His Excellency President Olusegun Obasanjo

At the Maiden Opening Ceremony of the African Forum on Religion & Government (AFREG)

AbujaNigeria, July 25, 2006

 

PROTOCOL


On behalf of the people and Government of the Federal Republic of Nigeria, I welcome you to the first outing of the African Forum on Religion and Government (AFREG I).

 

AFREG I, I understand, is planned to “be a continental consultation of African Christian thinkers and leaders” with the purpose “to build a movement of African leaders of integrity who are committed to transforming Africa into a first world continent shaped by God-centered moral values”. There is no doubt that an initiative of this nature is timely.

 

The potential of our continent, the very home of mankind and of the earliest civilisation, has never been in doubt. Yet too often, whether as decision makers, or as politicians, or an commentators, and even as friends of Africa, we have had cause to lament that Africa has been unable to confront adequately the challenges of development. If all that AFREG achieves is to go back to the root causes of the conundrum of African development as it relates to lack of capacity and the obscene gap between promise and performance, that, by itself, would have been enough justification for this conference.

 

To confront the crisis of African under-development head-on, the ethics of development have to be better appreciated by decision makers for the whole basis of development is ethical. It is a reflection of the ethics of responsibility, of a sense that one is not only on this planet to consume, but is, primarily, also in partnership with his Maker, a producer. And if there is one thing Africa needs more than anything else, it is a return to the ethic of production; the ethic of craftsmanship; the imperishable signature of the worker in the community.

 

The point has been canvassed by some scholars that the African crisis is a cultural one, arising largely from the discontinuities in our indigenous, organic response to the challenges of existence which the supremely violent nature of slave trade unleashed on our psyche and reflexes.
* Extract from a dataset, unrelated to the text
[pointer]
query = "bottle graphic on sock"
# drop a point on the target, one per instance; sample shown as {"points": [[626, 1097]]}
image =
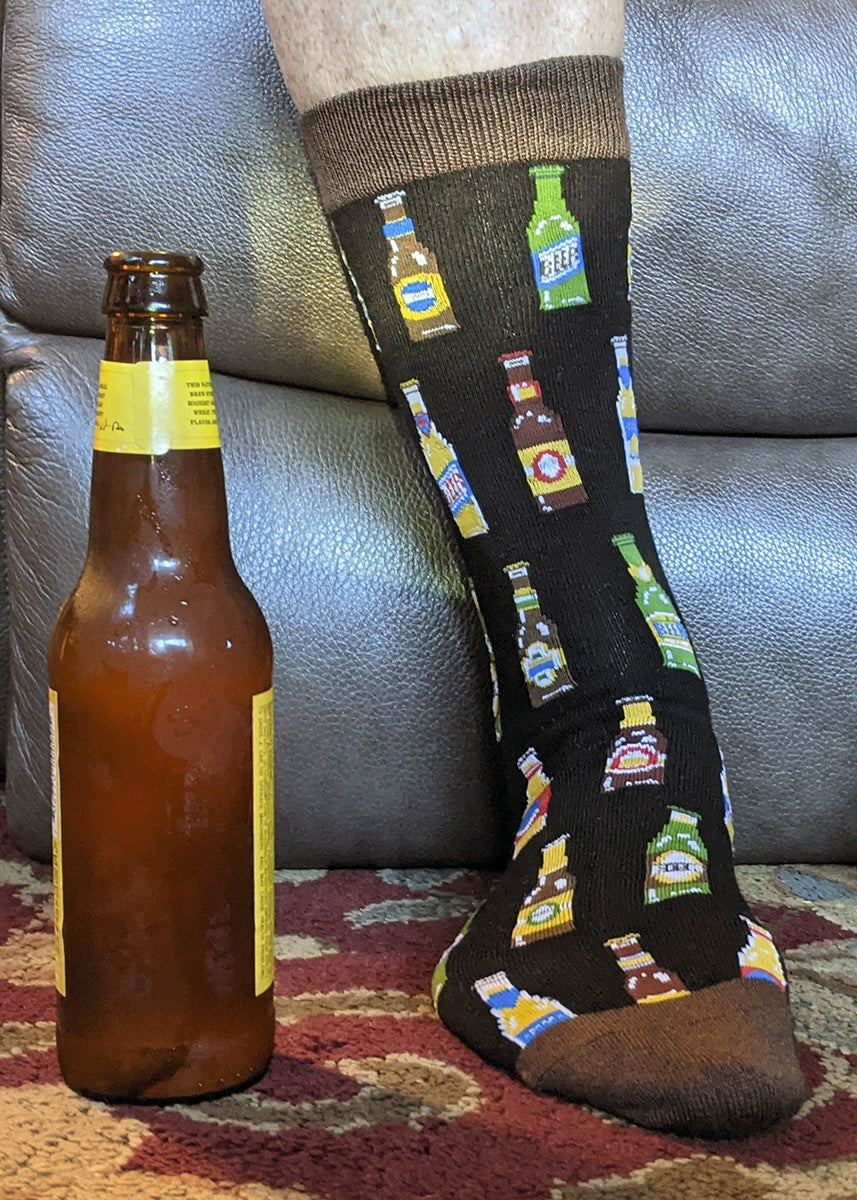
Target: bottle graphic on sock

My attitude to such analysis is that even if there were correct, we must move on. No doubt, we much come to terms with the unrelenting trauma of 500 years of slave trade, but I am certain that God Almighty, whose grace and love have no bounds, has given us the capacity of recovery which we are yet to draw on from with adequate enthusiasm.

 

The healing is long overdue. We must now pull into the depths of our soul and find a meaningful response to the disorientation that screams at us everyday, everywhere. We must find those kinds of strengths which only the abused and the victimised can recognise.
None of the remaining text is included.